Analytics can help companies unearth the kinds of business insights that at one time were little more than wishful thinking.
These tools can identify emerging trends in customer purchasing behavior, spot anomalies in regional business performance, and detect a variety of other market shifts. But whether companies are using the most suitable metrics or even the right mix of metrics to determine how their use of customer and market data is impacting business performance remains another question.
Following decades of total quality management initiatives, including business process re-engineering and Six Sigma exercises, companies are “awash” with a multitude of measures and key performance indicators, says Nigel Martin in a recent blog.
But as companies gather and act on a variety of data streams, including shifts in customer buying patterns by segments, they often struggle to apply the right metrics to the data they’re analyzing, the business outputs they’re trying to achieve or the problems they’re attempting to solve.
In some cases, it’s a matter of misplaced semantics. As Mike Kennedy points out in a blog about talent analytics, some people confuse HR analytics with HR metrics and what each attempts to measure as well as the business value that can be expected from them. Here’s a great example of the differences Kennedy cites in his blog:
- Talent metrics (HR): How many top sales reps left (the company) last quarter?
- Talent analytics (business): Why do my top performing employees keep leaving?
In some cases, companies are applying the wrong metrics to customer analytics or they’re simply not probing far enough to get at the real business impact that’s being achieved. “While customer analytics continues to drive acquisition and retention goals, firms continue to measure success of customer analytics using easy-to-track marketing metrics as opposed to deeper profitability or engagement measures,” says Forrester Research analyst Srividya Sridharan in a blog post about Forrester’s State of Customer Analytics 2012 report.
Another part of the problem is that many marketers and other decision makers tend to focus measurements on bigger strategic issues and overlook tactical opportunities for applying data and analytics.
For example, a sporting goods retailer might be focusing its data and analytics on big picture issues such as comparing the sales performance of stores in different locations or how sales of certain types of merchandise are faring.

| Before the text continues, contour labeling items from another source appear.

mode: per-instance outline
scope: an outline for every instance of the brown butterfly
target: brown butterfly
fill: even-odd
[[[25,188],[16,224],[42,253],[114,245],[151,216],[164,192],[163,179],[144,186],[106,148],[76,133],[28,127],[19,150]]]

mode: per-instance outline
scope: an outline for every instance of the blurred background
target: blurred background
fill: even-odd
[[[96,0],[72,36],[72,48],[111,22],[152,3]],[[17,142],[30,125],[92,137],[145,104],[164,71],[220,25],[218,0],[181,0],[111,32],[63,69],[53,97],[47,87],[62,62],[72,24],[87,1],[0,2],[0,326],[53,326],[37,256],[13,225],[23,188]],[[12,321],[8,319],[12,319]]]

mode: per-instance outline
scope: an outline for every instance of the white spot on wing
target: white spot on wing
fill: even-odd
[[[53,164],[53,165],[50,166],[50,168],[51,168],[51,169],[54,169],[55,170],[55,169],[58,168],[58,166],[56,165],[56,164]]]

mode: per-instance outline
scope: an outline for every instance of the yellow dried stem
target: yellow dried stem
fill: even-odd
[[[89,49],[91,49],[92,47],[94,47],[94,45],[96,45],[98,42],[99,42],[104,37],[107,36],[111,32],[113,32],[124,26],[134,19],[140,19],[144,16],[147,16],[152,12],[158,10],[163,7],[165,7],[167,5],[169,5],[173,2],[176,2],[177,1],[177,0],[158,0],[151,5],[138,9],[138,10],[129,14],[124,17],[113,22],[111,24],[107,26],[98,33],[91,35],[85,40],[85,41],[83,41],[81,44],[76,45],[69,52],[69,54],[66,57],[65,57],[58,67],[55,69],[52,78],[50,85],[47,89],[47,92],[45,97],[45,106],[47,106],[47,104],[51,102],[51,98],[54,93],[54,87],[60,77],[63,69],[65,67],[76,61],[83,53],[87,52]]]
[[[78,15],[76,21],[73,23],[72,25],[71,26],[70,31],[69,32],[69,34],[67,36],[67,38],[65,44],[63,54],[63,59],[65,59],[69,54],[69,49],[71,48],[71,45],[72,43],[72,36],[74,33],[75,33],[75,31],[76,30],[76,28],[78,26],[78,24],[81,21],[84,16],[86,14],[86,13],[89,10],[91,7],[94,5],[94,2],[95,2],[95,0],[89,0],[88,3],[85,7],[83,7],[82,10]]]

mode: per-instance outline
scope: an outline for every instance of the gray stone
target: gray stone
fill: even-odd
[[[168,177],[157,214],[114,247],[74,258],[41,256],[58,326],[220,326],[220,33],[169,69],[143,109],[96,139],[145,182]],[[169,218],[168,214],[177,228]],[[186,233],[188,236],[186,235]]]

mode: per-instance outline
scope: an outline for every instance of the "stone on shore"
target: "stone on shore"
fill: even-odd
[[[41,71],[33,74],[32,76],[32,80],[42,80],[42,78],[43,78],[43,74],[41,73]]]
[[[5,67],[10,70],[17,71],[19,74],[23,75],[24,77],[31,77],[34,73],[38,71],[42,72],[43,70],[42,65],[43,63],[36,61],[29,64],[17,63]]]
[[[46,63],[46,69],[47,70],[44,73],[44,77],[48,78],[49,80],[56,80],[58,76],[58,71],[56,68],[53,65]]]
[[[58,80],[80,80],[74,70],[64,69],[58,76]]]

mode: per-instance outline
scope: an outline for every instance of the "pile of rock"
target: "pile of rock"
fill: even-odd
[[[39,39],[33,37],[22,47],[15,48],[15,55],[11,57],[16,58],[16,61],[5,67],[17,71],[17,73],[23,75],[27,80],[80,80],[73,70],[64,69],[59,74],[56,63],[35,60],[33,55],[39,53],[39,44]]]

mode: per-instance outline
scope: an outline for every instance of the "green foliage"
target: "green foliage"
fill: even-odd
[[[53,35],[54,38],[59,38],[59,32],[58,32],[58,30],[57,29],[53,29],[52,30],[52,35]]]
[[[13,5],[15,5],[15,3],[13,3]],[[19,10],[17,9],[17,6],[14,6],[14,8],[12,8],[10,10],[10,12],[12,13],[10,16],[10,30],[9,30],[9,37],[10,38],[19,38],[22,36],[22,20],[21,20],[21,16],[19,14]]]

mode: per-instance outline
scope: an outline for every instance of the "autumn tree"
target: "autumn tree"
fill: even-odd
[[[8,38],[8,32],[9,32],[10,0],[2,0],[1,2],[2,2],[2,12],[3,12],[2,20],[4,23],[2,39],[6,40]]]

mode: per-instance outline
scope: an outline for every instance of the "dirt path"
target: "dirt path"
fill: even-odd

While these are important measurements that should be looked at, the retailer may be bypassing other opportunities for applying analytics.
For instance, which promotions are working most effectively for us and why? What would the impact be if we ran a promotion for soccer cleats for 14 days rather than 10 days? What’s the best time to launch a promotion on basketball sneakers? Which customers in our customer database should we be targeting?
Analytics can provide companies with incredible insights into their customers, as well as information about shifts in business conditions, etc. To obtain these insights, sometimes decision makers need to ask the right questions.